Thomas Seifert, Chief Financial Officer of Symantec,
said, “With the $150 million in expected annual net cost synergies,
in addition to our previously announced $400 million in planned net
cost savings, this transaction will allow Symantec to improve our
profitability while continuing to invest in innovation and drive
growth. The acquisition is expected to be significantly accretive
to our non-GAAP earnings creating meaningful value for our
shareholders. We are reiterating our first quarter guidance and
maintaining our commitment to our previously announced $5.5 billion
capital return program, of which the remaining $1.3 billion will be
returned by the end of the current fiscal year.
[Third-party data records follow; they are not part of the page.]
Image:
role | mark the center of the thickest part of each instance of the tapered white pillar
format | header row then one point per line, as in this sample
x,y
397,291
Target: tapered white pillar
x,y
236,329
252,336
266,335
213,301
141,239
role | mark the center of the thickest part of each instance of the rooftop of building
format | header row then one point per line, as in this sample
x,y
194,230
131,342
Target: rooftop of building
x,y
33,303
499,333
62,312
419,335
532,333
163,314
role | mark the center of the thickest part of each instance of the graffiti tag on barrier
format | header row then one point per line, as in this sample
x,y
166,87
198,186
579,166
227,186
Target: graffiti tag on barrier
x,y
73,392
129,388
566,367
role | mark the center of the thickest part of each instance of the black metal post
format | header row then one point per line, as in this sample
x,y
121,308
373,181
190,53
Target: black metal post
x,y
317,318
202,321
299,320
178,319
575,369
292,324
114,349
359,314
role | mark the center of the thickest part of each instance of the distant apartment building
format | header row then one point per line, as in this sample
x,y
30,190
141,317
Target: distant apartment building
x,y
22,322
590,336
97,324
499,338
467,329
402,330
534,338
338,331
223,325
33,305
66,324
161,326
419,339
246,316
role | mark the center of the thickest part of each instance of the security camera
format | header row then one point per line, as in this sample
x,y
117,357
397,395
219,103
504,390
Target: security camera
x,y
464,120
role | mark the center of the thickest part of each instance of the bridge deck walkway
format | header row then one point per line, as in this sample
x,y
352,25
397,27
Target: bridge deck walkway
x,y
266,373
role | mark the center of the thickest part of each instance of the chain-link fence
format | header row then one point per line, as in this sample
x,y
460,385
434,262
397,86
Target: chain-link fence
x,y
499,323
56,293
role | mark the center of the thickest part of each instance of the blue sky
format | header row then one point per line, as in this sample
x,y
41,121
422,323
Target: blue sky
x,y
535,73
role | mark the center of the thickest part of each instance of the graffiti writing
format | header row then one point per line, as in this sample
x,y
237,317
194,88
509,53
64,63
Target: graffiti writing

We will also
continue our practice of paying a quarterly dividend to our
shareholders.”
Delivers Attractive Financial Benefits to Symantec
Shareholders
On a pro-forma, non-GAAP basis, the combined company would have
had $4.4 billion in revenues in fiscal year 2016, of which 62%
would come from enterprise security. By the end of fiscal 2018,
Symantec expects to realize $550 million in run-rate cost savings,
of which $400 million will come from Symantec’s previously
announced cost efficiency program.
Creating a Strong Organization and Leadership Team, Focused
on Integration Planning
The Board of Directors will continue to be led by Symantec’s
current Chairman, Mr. Schulman. Mr. Clark will serve as CEO and Mr.
Seifert will continue as Chief Financial Officer.
Members of Blue Coat’s management team have not only agreed to
join Symantec but also made the decision to rollover a substantial
portion of their cash and options into the combined entity.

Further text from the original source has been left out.